Due to the increased use of illicit fentanyl mixed with heroin and used in counterfeit prescription drugs, the Drug Enforcement Administration (DEA) placed all illicit fentanyl analogues not already regulated by the Controlled Substances Act into Schedule I.
Illicit fentanyl analogues are now Schedule 1 drugs -the category for substances with no currently accepted medical use-for two years, with the possibility of a one-year extension. The ruling was effective starting February 6.
“By proactively scheduling the whole class of illicit fentanyl substances simultaneously, federal agents and prosecutors can take swift and necessary action against those bringing this poison into our communities,” said DEA Acting Administrator Robert W. Patterson, in a DEA statement.
A fentanyl analogue is substantially similar in its chemical makeup and effects to fentanyls already listed in Schedule I.
Fentanyl is often mixed with heroin and other drugs such as cocaine and methamphetamine or used in counterfeit pharmaceutical prescription drugs, according to DEA. “As a consequence, users who buy these substances on the illicit market are often unaware of the specific substance they are actually consuming and the associated risk,” the agency said.
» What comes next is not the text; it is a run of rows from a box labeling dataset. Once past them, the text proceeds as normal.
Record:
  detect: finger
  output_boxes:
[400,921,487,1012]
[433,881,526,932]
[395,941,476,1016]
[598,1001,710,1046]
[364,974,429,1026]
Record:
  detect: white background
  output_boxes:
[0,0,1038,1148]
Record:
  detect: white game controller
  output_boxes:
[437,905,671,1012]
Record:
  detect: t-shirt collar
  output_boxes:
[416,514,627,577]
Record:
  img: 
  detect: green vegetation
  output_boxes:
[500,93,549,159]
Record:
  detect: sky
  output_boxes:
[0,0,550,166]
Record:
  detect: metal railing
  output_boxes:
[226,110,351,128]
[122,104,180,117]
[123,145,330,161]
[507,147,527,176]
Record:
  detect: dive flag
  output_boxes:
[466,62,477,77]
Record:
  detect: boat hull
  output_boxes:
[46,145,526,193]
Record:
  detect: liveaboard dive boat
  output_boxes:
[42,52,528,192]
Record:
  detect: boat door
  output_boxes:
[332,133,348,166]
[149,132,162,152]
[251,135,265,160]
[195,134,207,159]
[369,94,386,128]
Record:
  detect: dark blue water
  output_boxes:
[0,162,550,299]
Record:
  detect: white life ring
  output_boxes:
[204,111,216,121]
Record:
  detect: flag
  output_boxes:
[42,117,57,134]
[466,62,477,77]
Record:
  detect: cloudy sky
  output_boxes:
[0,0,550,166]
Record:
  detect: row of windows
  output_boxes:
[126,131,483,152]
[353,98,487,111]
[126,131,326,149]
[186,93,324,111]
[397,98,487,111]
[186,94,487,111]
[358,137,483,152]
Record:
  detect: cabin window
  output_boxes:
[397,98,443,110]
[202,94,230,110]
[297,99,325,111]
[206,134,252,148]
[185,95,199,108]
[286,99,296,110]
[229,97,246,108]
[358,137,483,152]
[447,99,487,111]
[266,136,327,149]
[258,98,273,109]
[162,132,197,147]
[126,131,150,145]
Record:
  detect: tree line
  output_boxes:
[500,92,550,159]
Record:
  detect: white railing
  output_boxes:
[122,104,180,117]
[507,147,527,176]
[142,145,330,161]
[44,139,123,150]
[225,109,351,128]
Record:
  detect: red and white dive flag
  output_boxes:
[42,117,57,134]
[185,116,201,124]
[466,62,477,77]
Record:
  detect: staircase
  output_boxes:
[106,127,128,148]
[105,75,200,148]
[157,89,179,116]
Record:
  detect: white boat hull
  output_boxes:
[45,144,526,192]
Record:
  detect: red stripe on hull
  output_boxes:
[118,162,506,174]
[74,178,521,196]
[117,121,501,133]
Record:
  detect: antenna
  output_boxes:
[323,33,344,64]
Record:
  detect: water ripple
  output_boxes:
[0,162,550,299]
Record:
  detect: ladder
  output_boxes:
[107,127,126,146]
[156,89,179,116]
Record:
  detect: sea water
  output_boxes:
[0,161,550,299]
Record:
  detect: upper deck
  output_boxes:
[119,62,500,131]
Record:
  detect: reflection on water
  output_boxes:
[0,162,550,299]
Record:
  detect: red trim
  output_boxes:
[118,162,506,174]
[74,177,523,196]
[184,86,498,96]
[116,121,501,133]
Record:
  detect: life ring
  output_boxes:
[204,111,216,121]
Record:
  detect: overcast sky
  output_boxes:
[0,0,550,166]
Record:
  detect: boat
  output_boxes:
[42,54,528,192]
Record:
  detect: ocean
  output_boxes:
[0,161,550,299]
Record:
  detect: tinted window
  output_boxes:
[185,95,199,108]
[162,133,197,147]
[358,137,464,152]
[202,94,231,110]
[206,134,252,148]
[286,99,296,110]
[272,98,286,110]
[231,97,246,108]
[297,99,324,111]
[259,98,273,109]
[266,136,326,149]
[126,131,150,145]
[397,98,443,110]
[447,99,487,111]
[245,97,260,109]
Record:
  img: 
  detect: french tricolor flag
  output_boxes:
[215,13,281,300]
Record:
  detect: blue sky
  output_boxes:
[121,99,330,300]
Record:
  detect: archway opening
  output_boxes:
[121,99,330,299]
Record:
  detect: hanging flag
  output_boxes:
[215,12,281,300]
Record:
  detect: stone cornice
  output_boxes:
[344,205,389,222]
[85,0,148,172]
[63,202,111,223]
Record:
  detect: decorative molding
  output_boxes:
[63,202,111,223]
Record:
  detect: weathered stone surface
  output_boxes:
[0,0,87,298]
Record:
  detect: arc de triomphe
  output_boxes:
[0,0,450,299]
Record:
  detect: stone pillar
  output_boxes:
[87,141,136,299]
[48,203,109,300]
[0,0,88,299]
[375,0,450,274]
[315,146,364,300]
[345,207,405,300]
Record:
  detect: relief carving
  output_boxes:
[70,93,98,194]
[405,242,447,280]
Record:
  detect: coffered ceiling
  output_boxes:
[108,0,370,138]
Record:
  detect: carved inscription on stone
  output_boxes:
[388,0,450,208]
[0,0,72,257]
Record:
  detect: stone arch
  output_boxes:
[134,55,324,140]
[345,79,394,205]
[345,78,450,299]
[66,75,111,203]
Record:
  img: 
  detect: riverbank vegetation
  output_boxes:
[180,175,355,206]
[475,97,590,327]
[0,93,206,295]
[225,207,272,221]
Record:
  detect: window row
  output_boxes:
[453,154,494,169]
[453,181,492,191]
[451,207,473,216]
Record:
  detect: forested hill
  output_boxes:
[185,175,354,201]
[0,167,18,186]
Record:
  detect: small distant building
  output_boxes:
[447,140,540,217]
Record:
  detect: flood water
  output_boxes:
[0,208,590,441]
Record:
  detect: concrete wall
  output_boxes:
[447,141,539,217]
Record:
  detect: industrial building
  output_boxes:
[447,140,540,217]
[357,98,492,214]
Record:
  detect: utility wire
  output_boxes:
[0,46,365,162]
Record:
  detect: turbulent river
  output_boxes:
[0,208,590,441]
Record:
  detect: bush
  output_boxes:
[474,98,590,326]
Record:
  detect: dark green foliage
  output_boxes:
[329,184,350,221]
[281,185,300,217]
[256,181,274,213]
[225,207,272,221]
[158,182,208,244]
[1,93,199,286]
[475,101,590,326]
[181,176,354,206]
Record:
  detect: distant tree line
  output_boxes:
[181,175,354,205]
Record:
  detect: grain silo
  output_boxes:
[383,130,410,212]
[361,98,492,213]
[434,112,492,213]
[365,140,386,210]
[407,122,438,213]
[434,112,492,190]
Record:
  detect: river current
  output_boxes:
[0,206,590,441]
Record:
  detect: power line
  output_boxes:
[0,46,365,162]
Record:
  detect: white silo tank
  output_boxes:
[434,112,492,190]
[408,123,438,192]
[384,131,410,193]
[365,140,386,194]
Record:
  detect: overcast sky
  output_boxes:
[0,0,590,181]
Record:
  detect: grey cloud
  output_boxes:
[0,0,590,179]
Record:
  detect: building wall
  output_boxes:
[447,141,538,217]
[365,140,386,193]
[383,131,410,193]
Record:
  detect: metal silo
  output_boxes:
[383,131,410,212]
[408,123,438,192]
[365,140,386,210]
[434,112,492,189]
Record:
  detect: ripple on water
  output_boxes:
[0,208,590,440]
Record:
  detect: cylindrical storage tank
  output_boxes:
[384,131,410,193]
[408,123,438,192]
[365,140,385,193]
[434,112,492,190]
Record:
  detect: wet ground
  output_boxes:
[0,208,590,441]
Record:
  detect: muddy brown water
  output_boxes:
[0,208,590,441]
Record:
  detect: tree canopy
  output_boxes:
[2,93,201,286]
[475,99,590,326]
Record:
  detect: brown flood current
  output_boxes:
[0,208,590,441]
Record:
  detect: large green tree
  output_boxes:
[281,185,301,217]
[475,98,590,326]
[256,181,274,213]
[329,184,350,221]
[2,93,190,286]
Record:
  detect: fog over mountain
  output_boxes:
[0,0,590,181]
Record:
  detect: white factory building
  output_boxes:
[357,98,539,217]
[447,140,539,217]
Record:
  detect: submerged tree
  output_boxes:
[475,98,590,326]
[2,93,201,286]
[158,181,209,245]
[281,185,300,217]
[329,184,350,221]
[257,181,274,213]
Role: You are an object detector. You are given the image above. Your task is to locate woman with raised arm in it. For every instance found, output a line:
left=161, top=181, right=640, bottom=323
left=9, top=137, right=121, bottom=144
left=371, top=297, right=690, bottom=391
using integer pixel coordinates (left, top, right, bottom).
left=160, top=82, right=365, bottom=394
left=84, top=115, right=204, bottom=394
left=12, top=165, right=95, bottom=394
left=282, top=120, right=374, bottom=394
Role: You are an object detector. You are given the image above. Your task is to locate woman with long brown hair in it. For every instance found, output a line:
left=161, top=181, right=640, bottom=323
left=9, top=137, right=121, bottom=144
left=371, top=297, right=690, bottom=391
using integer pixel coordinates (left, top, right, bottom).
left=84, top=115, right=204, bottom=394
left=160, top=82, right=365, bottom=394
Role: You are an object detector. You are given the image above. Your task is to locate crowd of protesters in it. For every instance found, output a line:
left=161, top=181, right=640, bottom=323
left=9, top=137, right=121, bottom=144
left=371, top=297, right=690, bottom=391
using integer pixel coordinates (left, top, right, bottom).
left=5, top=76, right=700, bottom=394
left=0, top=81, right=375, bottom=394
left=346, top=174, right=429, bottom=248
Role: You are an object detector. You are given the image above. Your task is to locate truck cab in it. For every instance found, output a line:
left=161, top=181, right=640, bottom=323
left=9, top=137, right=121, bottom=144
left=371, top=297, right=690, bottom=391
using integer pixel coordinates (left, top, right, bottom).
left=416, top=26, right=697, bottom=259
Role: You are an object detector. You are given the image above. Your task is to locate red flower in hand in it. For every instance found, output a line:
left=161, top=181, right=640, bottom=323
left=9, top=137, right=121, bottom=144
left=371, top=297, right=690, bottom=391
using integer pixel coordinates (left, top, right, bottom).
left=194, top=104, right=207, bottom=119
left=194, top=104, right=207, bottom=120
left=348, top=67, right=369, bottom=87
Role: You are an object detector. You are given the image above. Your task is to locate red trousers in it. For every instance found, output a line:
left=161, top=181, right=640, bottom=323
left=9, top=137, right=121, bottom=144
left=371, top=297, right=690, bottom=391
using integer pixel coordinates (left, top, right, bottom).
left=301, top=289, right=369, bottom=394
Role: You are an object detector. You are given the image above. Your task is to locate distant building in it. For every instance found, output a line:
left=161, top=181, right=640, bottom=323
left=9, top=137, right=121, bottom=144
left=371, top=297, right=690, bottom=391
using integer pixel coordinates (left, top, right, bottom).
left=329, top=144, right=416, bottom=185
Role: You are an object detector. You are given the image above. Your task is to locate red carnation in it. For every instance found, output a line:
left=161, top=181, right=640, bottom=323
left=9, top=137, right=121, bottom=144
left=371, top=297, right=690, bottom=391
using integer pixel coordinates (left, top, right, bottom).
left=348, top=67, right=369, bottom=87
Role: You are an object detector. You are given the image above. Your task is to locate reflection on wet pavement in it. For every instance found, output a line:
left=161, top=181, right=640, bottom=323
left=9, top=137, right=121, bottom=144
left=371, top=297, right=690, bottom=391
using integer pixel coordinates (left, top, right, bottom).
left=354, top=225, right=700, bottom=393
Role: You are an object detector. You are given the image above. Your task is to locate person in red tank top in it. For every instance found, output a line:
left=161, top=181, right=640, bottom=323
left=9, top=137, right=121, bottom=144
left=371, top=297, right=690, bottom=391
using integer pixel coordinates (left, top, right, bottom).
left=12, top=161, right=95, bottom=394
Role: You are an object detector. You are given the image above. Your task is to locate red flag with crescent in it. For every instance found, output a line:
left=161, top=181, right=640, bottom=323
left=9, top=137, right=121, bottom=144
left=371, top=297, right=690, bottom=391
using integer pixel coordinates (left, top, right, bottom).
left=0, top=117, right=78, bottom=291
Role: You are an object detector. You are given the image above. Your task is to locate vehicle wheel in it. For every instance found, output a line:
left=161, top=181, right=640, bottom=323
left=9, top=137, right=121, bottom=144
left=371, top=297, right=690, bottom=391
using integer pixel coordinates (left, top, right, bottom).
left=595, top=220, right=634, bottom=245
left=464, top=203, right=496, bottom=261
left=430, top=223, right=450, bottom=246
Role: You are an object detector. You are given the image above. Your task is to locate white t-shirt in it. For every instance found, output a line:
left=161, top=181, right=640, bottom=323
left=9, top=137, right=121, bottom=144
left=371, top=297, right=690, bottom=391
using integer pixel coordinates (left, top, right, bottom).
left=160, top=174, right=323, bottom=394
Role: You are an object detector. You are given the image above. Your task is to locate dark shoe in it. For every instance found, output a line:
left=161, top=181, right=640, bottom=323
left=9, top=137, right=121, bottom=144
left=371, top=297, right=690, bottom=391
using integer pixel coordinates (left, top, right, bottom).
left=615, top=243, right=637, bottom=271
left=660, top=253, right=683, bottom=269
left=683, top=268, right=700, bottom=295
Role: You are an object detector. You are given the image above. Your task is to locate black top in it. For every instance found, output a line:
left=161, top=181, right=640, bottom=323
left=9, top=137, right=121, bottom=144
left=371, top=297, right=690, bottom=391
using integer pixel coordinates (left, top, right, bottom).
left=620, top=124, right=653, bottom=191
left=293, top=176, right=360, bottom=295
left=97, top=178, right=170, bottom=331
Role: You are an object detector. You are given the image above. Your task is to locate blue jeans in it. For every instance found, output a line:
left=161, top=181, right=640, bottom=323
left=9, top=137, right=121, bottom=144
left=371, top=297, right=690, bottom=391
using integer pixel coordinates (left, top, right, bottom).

With the new scheduling, anyone who possesses, imports, distributes, or manufactures any illicit fentanyl analogue will be subject to criminal prosecution in the same manner as for fentanyl and other controlled substances. “This will make it easier for federal prosecutors and agents to prosecute traffickers of all forms of fentanyl-related substances,” DEA said.
Drug overdose deaths involving synthetic opioids (excluding methadone), such as fentanyl and tramadol, increased from 5,544 in 2014 to 9,580 in 2015, according to the CDC.
While DEA has issued eight temporary scheduling orders to control substances structurally related to fentanyl since 2015, “this approach has not been completely effective in preventing the emergence of new substances structurally related to fentanyl,” the agency said in a Federal Register notice.